What’s going to happen?

Here are the details:

  • Injection of £10 million into UK research for digital currencies.
  • New research initiative overseen by UK research councils; the Digital Catapult Tech Accelerator and the Turing Institute, as reported by the BBC.
  • Application of anti-money laundering regulations to UK markets where digital cash is traded (this will have implications under the new Data Protection Regulation which fails to properly address the tension between AML rules and data privacy).
  • Pledges to put about £140 million into research for smart cities, driverless cars and the internet of things.
  • Proposals to increase UK broadband speeds to 100 megabytes per second.

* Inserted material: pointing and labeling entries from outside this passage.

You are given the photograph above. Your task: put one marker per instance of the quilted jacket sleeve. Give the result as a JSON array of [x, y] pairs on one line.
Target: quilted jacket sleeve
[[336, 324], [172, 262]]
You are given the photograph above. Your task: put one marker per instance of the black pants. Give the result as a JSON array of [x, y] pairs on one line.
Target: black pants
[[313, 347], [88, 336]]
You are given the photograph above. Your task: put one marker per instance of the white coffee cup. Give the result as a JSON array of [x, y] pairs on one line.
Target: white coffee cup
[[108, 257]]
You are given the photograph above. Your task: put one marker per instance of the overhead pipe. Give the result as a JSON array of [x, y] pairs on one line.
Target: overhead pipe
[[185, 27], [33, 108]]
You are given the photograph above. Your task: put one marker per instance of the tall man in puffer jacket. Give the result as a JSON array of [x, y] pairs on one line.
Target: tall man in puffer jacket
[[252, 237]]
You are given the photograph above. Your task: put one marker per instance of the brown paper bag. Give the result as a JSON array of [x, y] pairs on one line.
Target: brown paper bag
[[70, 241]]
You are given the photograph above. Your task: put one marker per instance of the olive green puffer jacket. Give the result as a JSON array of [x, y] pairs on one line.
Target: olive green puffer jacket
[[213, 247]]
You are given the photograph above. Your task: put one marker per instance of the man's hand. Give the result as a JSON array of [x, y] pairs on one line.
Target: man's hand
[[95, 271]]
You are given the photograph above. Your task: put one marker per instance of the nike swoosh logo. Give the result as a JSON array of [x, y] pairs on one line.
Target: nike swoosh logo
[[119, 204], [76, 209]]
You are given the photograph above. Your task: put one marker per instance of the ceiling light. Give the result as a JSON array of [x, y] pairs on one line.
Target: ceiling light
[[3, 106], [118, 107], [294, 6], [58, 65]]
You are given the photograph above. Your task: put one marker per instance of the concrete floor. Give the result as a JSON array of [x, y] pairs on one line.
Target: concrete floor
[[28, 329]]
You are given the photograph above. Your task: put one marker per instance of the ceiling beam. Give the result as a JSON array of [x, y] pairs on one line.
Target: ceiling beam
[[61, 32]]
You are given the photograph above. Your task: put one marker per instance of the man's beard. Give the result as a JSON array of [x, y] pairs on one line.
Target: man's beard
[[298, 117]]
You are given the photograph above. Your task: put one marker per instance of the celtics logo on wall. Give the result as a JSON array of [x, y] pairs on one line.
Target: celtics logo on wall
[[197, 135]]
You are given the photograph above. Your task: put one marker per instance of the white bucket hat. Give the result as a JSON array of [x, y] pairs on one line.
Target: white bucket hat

What does this mean for privacy?

The UK wants to be seen as pro-technology and pro-investment.  This is about improving the UK’s record on productivity to underpin the recovery.  For many, this represents the right focus and is all about investing in the future.  Clearly, a budget of a few 100 million isn’t going to get us there but it does mean that the tension between new technology, big datasets and data privacy will remain a big issue in the UK.  With the coming of the new Regulation (assuming it’s coming!) we need clearer guidance from Data Protection Authorities on how to adopt this technology in a privacy-compliant way.  The UK Information Commissioner’s office has done a lot of work on this already.  With the EU drive to dilute the “one stop shop” (under which you’re going to be regulated by the DPA of your main establishment) we need other DPAs to weigh in and (dare we say it…) reach a consensus.